I was walking alongside Dobbis, with Mike and Mercer behind us and Rinaldo Vicci waddling in the rear.

"Until today I would have answered that it's been quite good."

"Talk about during the performances."

"Front of the house, of course, you can't get in without tickets. Thirty-eight hundred seats-center orchestra starts at ninety dollars, on up through six tiers, balcony at the top."

"The nose-bleed section," Mike said, poking me in the back. "Bet you've never been up there, Coop. You'd get vertigo just thinking about it."
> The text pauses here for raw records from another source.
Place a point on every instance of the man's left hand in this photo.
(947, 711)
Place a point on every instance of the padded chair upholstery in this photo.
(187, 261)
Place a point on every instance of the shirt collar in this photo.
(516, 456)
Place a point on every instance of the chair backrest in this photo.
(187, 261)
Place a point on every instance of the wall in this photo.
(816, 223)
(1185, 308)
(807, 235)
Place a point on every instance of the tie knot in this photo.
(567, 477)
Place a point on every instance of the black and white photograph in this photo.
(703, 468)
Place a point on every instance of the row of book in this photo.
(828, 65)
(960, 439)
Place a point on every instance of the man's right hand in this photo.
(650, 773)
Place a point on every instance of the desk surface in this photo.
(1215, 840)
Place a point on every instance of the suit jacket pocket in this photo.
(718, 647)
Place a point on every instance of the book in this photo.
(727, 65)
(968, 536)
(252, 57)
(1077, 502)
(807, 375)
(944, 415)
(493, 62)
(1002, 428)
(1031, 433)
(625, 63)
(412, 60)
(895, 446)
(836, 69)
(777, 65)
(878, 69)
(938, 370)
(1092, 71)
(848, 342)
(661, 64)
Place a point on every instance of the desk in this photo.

"Two hundred seventy-five people pay for standing room at the back of the orchestra. That's your four thousand tally."

"Employees?"

"Several hundred. Stagehands, electricians, makeup artists, costume and set designers. Every piece of scenery, every item of clothing or headdress, every prop for more than twenty-five operas that are mounted here throughout the season is made in-house. And then we have guests who rent the space, if you will, ballet companies like the Royal, who bring their own people in."

"So every day…?" I asked.

"You've got hundreds of employees, and hundreds more transients passing through. Tours are conducted daily-schoolchildren, tourists of all ages and nationalities, visiting performers and dignitaries, materials are delivered from morning until night. Artists have visitors-family, friends, other producers they're auditioning for. We've got coaches and prompters and conductors. A cast of thousands, you might say."

"Screened by security?"

"They come in through the stage-door entrance. They've got to show identification, of course. Do they sign in or have we lists of their names? For the employees, certainly. For everyone else, I think not."

The gray cement corridor was cheerless and cold. Its walls were lined on one side with enormous trunks stamped with the Royal Ballet name in white stencils. A few were open, revealing peasant dresses and pirate shirts, all part of the repertoire that would be danced during the week.

Mike rapped his knuckles on a trunk and called to a uniformed cop at the far end of the long hall. "Get more guys in here. Open every one of these. I don't care if you have to break the locks to get inside, just check each of them."

We were single file going through now, Dobbis leading us as he talked. "That's the doctor's office," he said. "Nurses are on duty all throughout the day, and there's a physician in the house for every performance. Talya knew that as well."

Past another door. He turned the knob, but it didn't give. "Animal handlers. SPCA requirements. Whenever we've got an opera with a horse or a donkey or a camel, we've got to have someone who meets humane society regulations. In Giselle, there are a couple of borzois-Russian wolfhounds-so even this room was occupied last night."

Mike yelled again to the cop. "Yo. You doing anything? Get a custodian with keys or a sledgehammer to get through these doors."

Chet Dobbis showed his annoyance for the first time. "We're going as fast as we can manage, detective. I've given orders to have everything unlocked for you."

"After the show, Mr. Dobbis," I said, "suppose Talya had gone somewhere on another floor in the building, for a legitimate reason. How soon would the backstage area be emptied out of all the workers?"

"It never is. The Met stage is alive for the better part of twenty-four hours. The show will go on tonight, and when it's over, the stage crew will strike the sets that were used. The night gang will take over and they'll start working to put up the scenery for whatever the next day's dress rehearsal will be. When the rehearsal is finished, they strike that set and get things in place for the following night. The work is endless and the place is always bustling."